To make headway, the Federal Government must carry out a comprehensive reform of the police. The corrupt, incompetent and compromised officers should be weeded out. The IG should withdraw all the officers wrongly attached to VIPs and put them into proper policing. This is not a time to play politics: all those arrested for crime must be prosecuted to deter others.

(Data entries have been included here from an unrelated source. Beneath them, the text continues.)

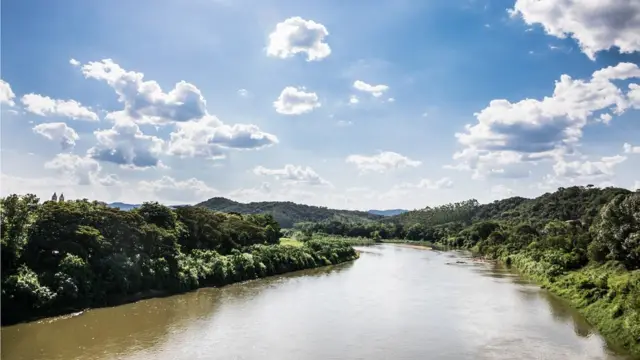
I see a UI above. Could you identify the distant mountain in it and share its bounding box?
[196,197,383,228]
[107,202,188,210]
[368,209,409,216]
[107,202,140,210]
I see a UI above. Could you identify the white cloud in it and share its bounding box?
[353,80,389,97]
[346,151,421,172]
[81,59,207,125]
[44,154,118,186]
[273,86,321,115]
[622,143,640,154]
[627,84,640,109]
[553,155,627,178]
[0,79,16,106]
[76,59,276,160]
[599,113,613,125]
[138,176,218,202]
[451,63,640,178]
[491,184,514,198]
[87,116,164,168]
[267,16,331,61]
[33,122,80,150]
[510,0,640,60]
[20,94,99,121]
[253,164,331,186]
[395,177,453,190]
[168,116,278,159]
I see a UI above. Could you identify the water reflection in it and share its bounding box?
[2,245,636,360]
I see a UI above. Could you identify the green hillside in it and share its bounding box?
[384,186,631,227]
[196,197,383,228]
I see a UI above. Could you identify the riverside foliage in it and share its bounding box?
[0,195,357,325]
[300,186,640,354]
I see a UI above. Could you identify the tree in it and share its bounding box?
[591,193,640,269]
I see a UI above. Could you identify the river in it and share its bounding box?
[2,245,631,360]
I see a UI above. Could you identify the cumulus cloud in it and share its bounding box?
[33,122,80,150]
[87,116,164,168]
[253,164,331,186]
[0,79,16,106]
[598,113,613,125]
[491,184,514,198]
[81,59,206,125]
[627,84,640,109]
[450,63,640,178]
[345,151,421,172]
[168,116,278,159]
[273,86,321,115]
[510,0,640,60]
[76,59,276,160]
[353,80,389,97]
[138,176,218,202]
[396,177,453,190]
[267,16,331,61]
[553,155,627,178]
[622,143,640,154]
[20,94,99,121]
[44,154,118,186]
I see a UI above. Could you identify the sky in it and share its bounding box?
[0,0,640,210]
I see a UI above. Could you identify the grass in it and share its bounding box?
[312,234,378,246]
[500,254,640,355]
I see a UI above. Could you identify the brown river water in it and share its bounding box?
[1,245,631,360]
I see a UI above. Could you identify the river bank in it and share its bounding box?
[485,252,640,356]
[1,244,635,360]
[2,240,359,326]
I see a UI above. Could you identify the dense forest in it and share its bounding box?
[196,197,382,228]
[304,186,640,354]
[0,195,357,325]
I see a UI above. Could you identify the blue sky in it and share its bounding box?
[0,0,640,209]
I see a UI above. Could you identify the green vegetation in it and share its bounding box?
[304,185,640,354]
[280,238,304,247]
[0,195,357,324]
[196,197,383,228]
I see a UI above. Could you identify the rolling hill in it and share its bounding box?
[196,197,383,228]
[368,209,409,216]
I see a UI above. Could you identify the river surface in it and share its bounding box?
[1,245,630,360]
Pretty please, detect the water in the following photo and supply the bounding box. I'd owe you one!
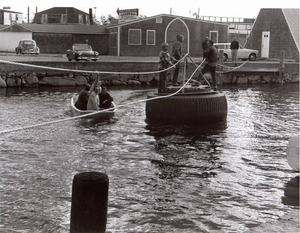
[0,84,299,233]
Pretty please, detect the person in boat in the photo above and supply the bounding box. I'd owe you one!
[158,42,173,93]
[99,87,114,108]
[87,86,100,110]
[201,40,218,91]
[75,84,91,110]
[172,35,184,85]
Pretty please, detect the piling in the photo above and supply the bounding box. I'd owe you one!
[218,50,224,86]
[70,172,109,233]
[279,51,285,84]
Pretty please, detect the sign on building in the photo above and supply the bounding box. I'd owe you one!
[117,9,139,23]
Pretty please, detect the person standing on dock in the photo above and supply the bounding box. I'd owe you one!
[158,42,173,93]
[201,40,218,91]
[172,35,184,85]
[230,38,240,62]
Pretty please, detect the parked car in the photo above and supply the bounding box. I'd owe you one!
[214,43,258,61]
[67,44,99,61]
[15,39,40,54]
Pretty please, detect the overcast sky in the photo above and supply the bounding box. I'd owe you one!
[0,0,300,21]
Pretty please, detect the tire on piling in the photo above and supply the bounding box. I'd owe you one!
[146,92,227,124]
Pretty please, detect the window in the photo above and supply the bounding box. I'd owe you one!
[85,15,91,25]
[146,30,156,45]
[209,31,219,43]
[78,15,83,24]
[128,29,142,45]
[41,14,48,23]
[60,14,67,24]
[109,32,118,48]
[156,17,162,23]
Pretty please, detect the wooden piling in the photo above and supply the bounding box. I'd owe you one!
[279,50,285,84]
[70,172,109,233]
[218,50,224,86]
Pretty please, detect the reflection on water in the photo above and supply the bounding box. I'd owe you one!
[0,84,299,233]
[282,176,299,206]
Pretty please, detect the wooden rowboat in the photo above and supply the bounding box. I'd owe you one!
[71,96,117,120]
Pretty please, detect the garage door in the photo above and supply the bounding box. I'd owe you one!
[0,32,32,52]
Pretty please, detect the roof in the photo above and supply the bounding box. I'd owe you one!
[0,9,23,14]
[106,14,228,29]
[282,8,299,49]
[0,23,107,34]
[36,7,88,15]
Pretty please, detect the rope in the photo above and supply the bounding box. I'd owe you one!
[0,54,188,75]
[0,56,205,134]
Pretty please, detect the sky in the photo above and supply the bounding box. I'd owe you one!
[0,0,300,19]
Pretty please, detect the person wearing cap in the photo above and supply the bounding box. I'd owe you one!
[158,42,173,93]
[201,40,218,91]
[75,84,91,110]
[172,35,184,85]
[87,86,100,110]
[99,87,114,108]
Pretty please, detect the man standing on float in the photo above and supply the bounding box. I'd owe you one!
[201,40,218,91]
[172,35,184,86]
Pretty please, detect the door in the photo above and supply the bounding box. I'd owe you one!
[261,32,270,57]
[209,31,219,43]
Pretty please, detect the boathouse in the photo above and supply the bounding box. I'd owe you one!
[245,8,299,61]
[106,14,228,57]
[0,24,108,55]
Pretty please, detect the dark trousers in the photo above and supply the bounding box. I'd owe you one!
[201,64,217,87]
[158,71,167,93]
[172,63,180,84]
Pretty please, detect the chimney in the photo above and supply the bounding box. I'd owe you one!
[89,8,94,25]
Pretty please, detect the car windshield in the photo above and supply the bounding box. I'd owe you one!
[73,44,92,51]
[23,41,34,45]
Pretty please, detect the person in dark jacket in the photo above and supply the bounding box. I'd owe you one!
[75,84,91,110]
[99,87,114,108]
[158,42,173,93]
[230,38,240,62]
[172,35,184,85]
[201,37,209,59]
[201,40,218,91]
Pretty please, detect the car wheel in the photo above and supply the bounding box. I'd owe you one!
[223,53,228,61]
[249,53,256,61]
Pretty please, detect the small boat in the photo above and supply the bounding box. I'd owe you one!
[71,95,117,120]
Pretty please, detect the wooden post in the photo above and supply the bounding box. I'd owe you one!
[218,50,224,86]
[182,58,187,93]
[279,50,285,84]
[70,172,109,233]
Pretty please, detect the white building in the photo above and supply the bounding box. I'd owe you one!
[0,9,23,25]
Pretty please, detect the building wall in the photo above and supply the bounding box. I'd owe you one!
[0,11,23,25]
[32,32,108,55]
[0,32,32,52]
[108,16,228,56]
[245,9,299,60]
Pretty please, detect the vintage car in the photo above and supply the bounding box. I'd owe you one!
[214,43,258,61]
[15,39,40,54]
[67,44,99,61]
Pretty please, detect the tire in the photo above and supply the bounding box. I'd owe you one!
[146,92,227,124]
[248,53,256,61]
[223,53,228,61]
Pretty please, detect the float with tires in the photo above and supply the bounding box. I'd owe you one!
[146,85,227,124]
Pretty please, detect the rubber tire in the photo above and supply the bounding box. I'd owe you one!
[248,53,256,61]
[146,92,227,124]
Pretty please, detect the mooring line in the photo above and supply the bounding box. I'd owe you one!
[0,56,205,134]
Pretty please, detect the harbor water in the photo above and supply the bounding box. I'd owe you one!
[0,84,299,233]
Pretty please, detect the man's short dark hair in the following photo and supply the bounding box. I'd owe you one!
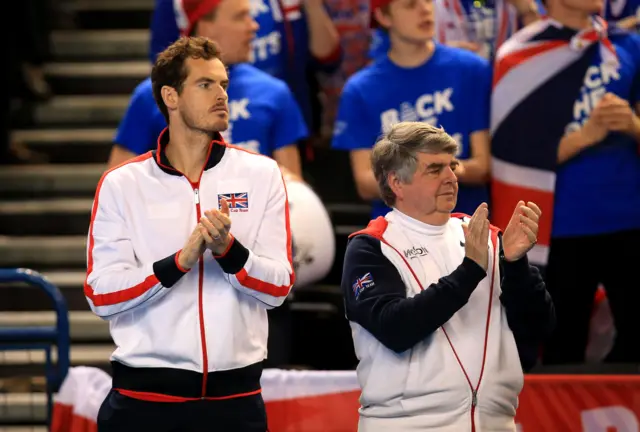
[151,37,220,123]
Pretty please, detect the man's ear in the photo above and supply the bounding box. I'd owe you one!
[160,86,178,110]
[387,172,404,198]
[373,8,391,29]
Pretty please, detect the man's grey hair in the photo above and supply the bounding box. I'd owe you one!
[371,122,458,207]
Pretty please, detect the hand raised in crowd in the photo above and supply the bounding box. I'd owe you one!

Funding is critical, especially in the acquisition of the technological tools to aid operations. According to the British Home Office, the United Kingdom government had invested £1 billion in the country’s law enforcement digital programmes and initiatives in 2017. There, police forces have graduated from CCTV, body-worn cameras, DNA testing, forensics, radar equipment and computerised crime data banks to predictive crime mapping. The technology, already in use in the United States, allows the police forces to deploy their resources maximally to crime hotspots, after being alerted by the computer software. Nigeria should think of similar interventions for crime solutions.
Additionally, the Federal Government and the police authorities should give a timeline to mop up illegal arms in the hands of non-state actors. The arms proliferation is fuelling the insecurity. The government should build up the capacity of the Nigeria Immigration Service to police the borders. As of 2014, the NIS said there were 1,400 illegal border routes, 1,316 more than the approved 84 routes. This encourages arms proliferation.
This newspaper has argued consistently that a centralised policing system for this large federal polity breeds the current anarchy being witnessed across the country. Ultimately, the Muhammadu Buhari government should initiate a process of decentralising law enforcement.